写真としては、くっきり撮れているもののハイエンドカメラと比べるとやはり劣っているなと感じますね。ホワイトバランスが悪く、白けて見えます。
Snapdragonのイメージ性能はあまりプラスに影響していないようです。
夜間
夜景に関しては明確に微妙ですね。妙に白くなるのと、暖色系がかなり強く出てしまいおかしな絵面になります。

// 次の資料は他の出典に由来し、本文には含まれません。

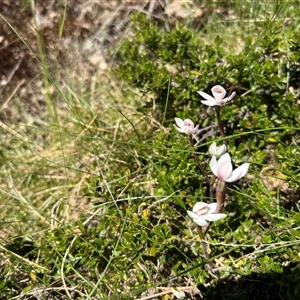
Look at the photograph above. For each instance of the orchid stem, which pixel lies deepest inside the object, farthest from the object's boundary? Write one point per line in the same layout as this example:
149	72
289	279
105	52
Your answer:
196	158
203	243
220	124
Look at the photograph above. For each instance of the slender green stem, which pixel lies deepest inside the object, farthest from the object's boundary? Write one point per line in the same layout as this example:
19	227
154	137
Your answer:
202	237
196	158
220	124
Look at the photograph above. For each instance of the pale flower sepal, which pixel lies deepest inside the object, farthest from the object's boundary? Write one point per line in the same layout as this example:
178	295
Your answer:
186	126
203	212
222	168
217	151
218	96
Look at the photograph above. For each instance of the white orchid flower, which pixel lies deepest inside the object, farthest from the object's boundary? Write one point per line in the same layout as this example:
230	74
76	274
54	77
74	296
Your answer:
217	151
223	168
203	212
218	96
186	126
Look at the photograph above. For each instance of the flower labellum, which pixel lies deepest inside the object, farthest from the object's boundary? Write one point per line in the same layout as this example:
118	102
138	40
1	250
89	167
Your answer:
218	96
203	212
186	126
217	151
223	168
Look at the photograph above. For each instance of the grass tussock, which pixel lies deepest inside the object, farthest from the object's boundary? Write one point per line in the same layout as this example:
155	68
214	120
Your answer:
95	180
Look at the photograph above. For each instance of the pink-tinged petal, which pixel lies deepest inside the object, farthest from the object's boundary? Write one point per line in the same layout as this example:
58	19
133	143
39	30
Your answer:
206	96
221	150
212	208
179	129
212	148
238	173
209	103
225	157
199	206
192	215
231	96
219	92
217	151
224	170
200	221
213	165
179	122
214	217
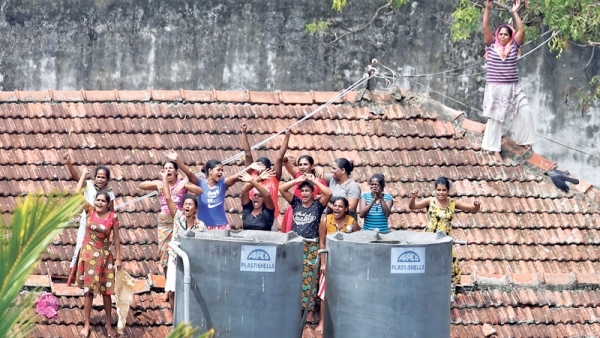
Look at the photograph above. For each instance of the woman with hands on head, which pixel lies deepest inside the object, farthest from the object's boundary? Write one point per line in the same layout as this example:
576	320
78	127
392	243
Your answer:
305	222
177	189
259	210
182	219
306	165
272	182
211	203
94	271
341	184
337	221
376	206
92	187
440	212
504	99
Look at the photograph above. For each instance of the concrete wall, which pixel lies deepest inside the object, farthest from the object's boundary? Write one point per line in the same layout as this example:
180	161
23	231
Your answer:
262	45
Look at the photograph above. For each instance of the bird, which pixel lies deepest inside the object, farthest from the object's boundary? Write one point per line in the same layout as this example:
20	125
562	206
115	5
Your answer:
559	177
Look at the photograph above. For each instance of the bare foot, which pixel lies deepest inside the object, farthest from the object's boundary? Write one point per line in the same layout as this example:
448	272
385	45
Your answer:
85	332
319	328
111	331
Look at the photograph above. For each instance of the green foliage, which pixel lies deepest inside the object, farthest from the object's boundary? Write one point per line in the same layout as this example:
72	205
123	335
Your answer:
317	26
576	20
184	330
339	5
35	223
467	21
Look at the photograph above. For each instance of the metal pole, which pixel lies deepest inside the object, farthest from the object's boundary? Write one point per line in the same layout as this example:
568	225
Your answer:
187	279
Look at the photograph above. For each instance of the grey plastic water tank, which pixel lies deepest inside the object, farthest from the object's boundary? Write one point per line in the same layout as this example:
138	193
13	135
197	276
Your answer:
388	285
245	285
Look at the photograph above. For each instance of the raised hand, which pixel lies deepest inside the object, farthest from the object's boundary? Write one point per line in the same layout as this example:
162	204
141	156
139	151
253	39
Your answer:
257	166
67	157
171	155
414	193
163	173
245	177
319	172
516	6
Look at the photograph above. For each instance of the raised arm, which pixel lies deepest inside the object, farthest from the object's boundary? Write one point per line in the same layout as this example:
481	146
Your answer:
246	145
251	182
167	193
281	154
172	155
488	36
520	34
117	242
284	188
414	205
468	206
69	164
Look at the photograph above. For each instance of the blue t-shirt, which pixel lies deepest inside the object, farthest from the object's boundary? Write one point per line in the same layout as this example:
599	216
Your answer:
211	208
376	219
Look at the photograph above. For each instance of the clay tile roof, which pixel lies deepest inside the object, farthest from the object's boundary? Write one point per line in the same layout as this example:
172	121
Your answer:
531	265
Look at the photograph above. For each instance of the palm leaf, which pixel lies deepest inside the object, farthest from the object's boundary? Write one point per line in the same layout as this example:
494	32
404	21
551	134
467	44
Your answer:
35	222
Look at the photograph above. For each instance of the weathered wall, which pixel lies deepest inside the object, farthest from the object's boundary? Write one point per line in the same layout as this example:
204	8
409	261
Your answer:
262	45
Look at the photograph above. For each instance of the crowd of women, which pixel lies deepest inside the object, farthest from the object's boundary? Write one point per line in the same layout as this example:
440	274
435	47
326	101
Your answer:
319	203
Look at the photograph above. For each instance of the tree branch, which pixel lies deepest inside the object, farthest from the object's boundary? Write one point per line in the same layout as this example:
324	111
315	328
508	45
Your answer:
389	4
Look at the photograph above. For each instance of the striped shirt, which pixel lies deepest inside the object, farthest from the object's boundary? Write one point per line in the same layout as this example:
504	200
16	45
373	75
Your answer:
502	71
376	219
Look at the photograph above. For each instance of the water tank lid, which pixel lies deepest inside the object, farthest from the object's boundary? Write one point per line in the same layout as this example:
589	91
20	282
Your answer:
394	238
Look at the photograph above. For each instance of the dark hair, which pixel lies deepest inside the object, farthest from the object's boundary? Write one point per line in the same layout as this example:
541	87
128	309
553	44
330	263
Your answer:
191	197
343	163
306	184
106	170
211	164
444	181
173	163
380	178
508	28
340	198
106	195
265	161
310	160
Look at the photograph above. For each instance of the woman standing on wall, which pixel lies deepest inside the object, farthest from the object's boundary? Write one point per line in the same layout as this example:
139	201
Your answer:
337	221
92	188
305	222
211	204
342	185
183	219
376	206
504	99
94	271
306	165
271	183
440	212
178	188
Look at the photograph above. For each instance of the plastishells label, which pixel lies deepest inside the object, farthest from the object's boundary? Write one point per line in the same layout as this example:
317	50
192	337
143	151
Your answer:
408	260
258	258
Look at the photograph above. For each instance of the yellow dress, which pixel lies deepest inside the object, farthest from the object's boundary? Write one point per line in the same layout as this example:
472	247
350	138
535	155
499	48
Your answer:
440	219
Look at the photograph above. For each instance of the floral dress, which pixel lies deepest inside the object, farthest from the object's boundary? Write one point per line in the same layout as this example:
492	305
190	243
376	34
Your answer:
95	269
440	219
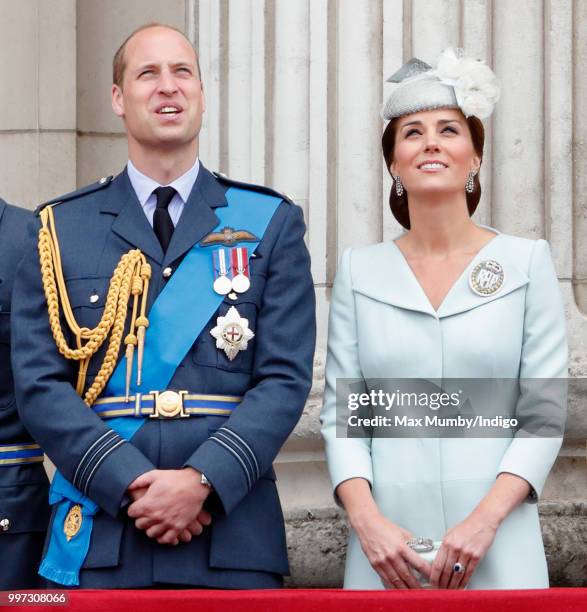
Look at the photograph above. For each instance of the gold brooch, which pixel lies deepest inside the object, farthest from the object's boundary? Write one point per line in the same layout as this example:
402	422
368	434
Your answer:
73	522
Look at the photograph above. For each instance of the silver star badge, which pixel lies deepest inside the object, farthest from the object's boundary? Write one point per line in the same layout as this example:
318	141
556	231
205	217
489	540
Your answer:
232	333
486	278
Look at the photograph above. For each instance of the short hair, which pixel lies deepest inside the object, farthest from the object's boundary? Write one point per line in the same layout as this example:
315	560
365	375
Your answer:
399	204
119	62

特に空が分かりやすく、かなりクラウディに写っているかと思いますが、この日は雲はあまりありませんでした。完全に処理でむりやり明るくされています。空の判定をしてその部分は補正を抑えるというようなAI補正は効いていないようです。また、ノイズもかなり乗っていますね。暖色傾向もキツく、正直、こんな茶色じゃないです。
夜景に関しては、ここ最近見た中でも大分弱いなと感じました。
Legion Y70 まとめ
Legion Y70をまとめると、CN版で日本語が入っていないという圧倒的にネガティブな要素はあるものの、SnapDragon 8+ Gen 1による高い処理性能や、ゲーミング性能の高さ、惚れ惚れする質感とプラスな要素が大きく、そして何よりも4万半ばで買えるのがバグっていて良いです。
海外スマホに慣れてるコアなユーザーであればこのコスパには飛びつきたくなるはずです。
まあ、ROM焼き需要もあるようで、カスタムROMを焼いて運用するというユーザーも少なくないようです。文鎮化しても初期ROMに簡単に戻せるのもマニアックで良いですね。
圧倒的にマニアックな目線で「オススメ!」と言ってるので、広くオススメできるわけではありませんが、4.5万という価格で得られる体験では無いという事はお伝えしたいです。
Aliexpressでも価格に若干のゆらぎあります!安いところを見つけて買いましょう!